While the precise locus of such an effect is a matter of current debate [30], under this perspective, it seems plausible that specific types of outcome are not represented in OFC to control selleckchem choices directly, but instead to facilitate rapid updating of stimulus-based associations

by allowing animals to accurately assign credit to a particular stimulus or choice that produced them. This in turn will enable accurate stimulus-based value estimates to be passed on to structures involved in choosing what option to select. If correct, the next pressing question is to determine what exact computations OFC performs and how the OFC resolves which elements of the world are relevant for learning. Some potential clues ATM inhibitor can be found in the study by Walton and colleagues discussed above [28]. One consequence of the loss in appropriate credit assignment observed in the OFC-lesioned animals was that it unmasked a separate, intact learning mechanism that could approximate stimulus-outcome associations by using recent choice and reward histories. It is important to note that this faculty was not a novel learning strategy acquired after the lesion; logistic regression analyses showed that these

recency-weighted choice and reward histories affected choices to an almost equal extent pre-operatively and post-operatively in the control and lesion groups. However, in the non-lesioned animals, their Aprepitant impact on behaviour was dwarfed by the much stronger influence of specific stimulus-outcome pairings.
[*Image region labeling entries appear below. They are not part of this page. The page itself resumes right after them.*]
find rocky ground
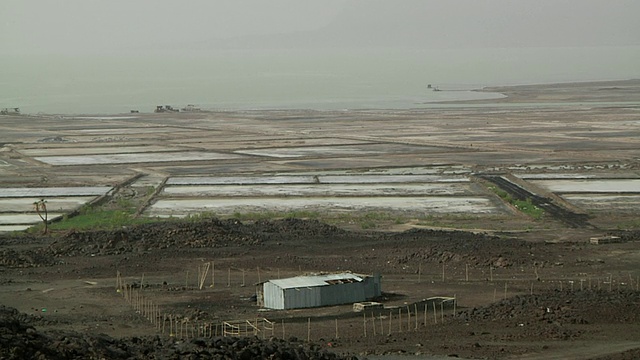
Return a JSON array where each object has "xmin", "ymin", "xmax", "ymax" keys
[{"xmin": 0, "ymin": 219, "xmax": 640, "ymax": 359}]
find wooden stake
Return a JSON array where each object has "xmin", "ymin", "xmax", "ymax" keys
[
  {"xmin": 465, "ymin": 264, "xmax": 469, "ymax": 282},
  {"xmin": 211, "ymin": 261, "xmax": 216, "ymax": 288},
  {"xmin": 362, "ymin": 311, "xmax": 367, "ymax": 337},
  {"xmin": 371, "ymin": 312, "xmax": 376, "ymax": 336},
  {"xmin": 453, "ymin": 294, "xmax": 458, "ymax": 317},
  {"xmin": 432, "ymin": 301, "xmax": 438, "ymax": 324},
  {"xmin": 424, "ymin": 303, "xmax": 427, "ymax": 328}
]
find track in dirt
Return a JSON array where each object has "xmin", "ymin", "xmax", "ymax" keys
[{"xmin": 480, "ymin": 175, "xmax": 594, "ymax": 228}]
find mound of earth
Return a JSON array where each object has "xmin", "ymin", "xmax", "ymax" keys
[{"xmin": 0, "ymin": 306, "xmax": 349, "ymax": 360}]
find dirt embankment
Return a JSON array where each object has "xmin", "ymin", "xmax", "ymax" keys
[{"xmin": 0, "ymin": 306, "xmax": 350, "ymax": 360}]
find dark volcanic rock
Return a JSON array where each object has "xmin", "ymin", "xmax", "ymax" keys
[{"xmin": 0, "ymin": 306, "xmax": 350, "ymax": 360}]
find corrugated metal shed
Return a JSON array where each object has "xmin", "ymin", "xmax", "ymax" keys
[
  {"xmin": 269, "ymin": 273, "xmax": 362, "ymax": 289},
  {"xmin": 262, "ymin": 273, "xmax": 382, "ymax": 309}
]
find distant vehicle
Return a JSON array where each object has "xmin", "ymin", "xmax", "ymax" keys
[
  {"xmin": 0, "ymin": 108, "xmax": 20, "ymax": 115},
  {"xmin": 155, "ymin": 105, "xmax": 180, "ymax": 113},
  {"xmin": 180, "ymin": 104, "xmax": 202, "ymax": 112}
]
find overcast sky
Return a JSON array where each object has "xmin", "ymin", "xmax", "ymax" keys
[{"xmin": 0, "ymin": 0, "xmax": 640, "ymax": 54}]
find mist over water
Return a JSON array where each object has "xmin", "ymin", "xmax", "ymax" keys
[{"xmin": 0, "ymin": 46, "xmax": 640, "ymax": 114}]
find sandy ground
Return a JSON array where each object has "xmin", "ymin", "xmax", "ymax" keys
[{"xmin": 0, "ymin": 81, "xmax": 640, "ymax": 359}]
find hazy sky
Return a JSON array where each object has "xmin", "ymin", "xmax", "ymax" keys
[{"xmin": 0, "ymin": 0, "xmax": 640, "ymax": 54}]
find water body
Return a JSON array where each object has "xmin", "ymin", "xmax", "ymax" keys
[{"xmin": 0, "ymin": 46, "xmax": 640, "ymax": 114}]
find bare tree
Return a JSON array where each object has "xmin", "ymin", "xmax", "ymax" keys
[{"xmin": 33, "ymin": 199, "xmax": 49, "ymax": 234}]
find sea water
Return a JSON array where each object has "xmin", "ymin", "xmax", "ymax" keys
[{"xmin": 0, "ymin": 46, "xmax": 640, "ymax": 114}]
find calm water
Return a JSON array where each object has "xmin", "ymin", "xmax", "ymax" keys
[{"xmin": 0, "ymin": 46, "xmax": 640, "ymax": 114}]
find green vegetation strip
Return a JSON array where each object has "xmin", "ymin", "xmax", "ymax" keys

This implies that the way the OFC promotes appropriate credit assignment might therefore be to enhance current task-relevant associations rather than to suppress irrelevant ones. A number of studies have provided evidence for a role of OFC in such a faculty. For instance,

excitotoxic OFC lesions in rats cause them to have abnormally persistent latent inhibition [31]. The lesion rendered them slower to respond to a stimulus relative to unlesioned control animals when it switched from being neutral to becoming reinforced; in other words, the OFC group were impaired at upregulating attention to a familiar but previously behaviourally irrelevant stimulus once it became a useful predictor of future events. By contrast, there is little evidence that OFC lesions that spare medial OFC directly disrupt extinction learning, implying no role for this region in disengaging with a stimulus when it no longer predicts reward 15• and 32]. There is also evidence that OFC might play a role in identifying the type of decision environment the agent currently faces, a sort of ‘relevance filter’ over the vast stimulus (decision) space available to an agent at any given time [6••].